Não é por acaso que Lula já afirmou várias vezes que o maior partido de oposição ao PT é tal “imprensa golpista”, afinal o PSDB tem se comportado como a oposição dos sonhos de qualquer populista. Também não é à toa que figurões do PT na última eleição expressavam abertamente suas preferências em enfrentar o PSDB no segundo turno, pois o partido tornou-se um mero saco de pancadas do PT.
Dar mais uma chance ao PT, além de postergar a solução para nossa crise econômica (agravada pela crise de confiança no governo), é dar mais uma chance para que Lula ressuscite politicamente e volte em 2018 com as mesmas bravatas costumeiras.

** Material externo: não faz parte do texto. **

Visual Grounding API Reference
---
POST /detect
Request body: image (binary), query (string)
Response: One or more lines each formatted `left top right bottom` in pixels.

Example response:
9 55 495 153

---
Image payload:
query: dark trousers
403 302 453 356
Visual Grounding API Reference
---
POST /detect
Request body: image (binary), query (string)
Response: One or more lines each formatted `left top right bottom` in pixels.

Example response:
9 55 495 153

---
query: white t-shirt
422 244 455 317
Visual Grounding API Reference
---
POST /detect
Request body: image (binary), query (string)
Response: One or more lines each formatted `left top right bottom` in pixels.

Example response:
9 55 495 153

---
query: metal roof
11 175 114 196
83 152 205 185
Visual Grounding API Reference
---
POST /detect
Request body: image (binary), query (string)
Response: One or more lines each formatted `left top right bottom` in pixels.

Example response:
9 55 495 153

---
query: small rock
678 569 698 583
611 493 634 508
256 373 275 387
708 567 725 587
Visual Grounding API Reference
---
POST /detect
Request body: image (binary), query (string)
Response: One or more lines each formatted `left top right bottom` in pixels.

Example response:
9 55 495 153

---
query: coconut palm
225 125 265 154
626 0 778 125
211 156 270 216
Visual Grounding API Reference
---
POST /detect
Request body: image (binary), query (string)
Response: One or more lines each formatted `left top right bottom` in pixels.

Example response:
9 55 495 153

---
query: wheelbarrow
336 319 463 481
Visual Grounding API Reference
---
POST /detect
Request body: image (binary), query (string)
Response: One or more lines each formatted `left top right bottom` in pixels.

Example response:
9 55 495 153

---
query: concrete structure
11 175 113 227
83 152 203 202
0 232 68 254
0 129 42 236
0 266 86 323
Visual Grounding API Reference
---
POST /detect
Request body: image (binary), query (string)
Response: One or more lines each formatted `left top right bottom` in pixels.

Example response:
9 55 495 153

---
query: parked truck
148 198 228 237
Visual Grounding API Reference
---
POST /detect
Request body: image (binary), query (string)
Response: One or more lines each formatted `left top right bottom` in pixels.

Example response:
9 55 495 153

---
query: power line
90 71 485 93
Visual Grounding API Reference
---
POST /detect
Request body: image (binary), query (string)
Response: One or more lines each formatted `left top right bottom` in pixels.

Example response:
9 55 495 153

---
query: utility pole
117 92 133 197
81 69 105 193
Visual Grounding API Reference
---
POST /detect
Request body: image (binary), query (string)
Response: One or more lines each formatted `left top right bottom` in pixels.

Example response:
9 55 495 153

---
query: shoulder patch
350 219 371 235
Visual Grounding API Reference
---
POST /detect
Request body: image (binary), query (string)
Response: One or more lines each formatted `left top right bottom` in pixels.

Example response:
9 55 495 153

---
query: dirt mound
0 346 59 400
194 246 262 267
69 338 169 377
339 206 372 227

O PT nunca mudou e nunca vai mudar. Faz parte de sua natureza acreditar que não é apenas mais um partido, e sim “o partido”, o chamado por Antônio Gramsci de “moderno príncipe”, aquele que deve estar acima das leis e da tal “moral burguesa”, operando sua ética própria. Por isso seus criminosos são considerados “heróis do povo brasileiro”. Por isso são capazes de “fazer o diabo” para não deixarem o poder.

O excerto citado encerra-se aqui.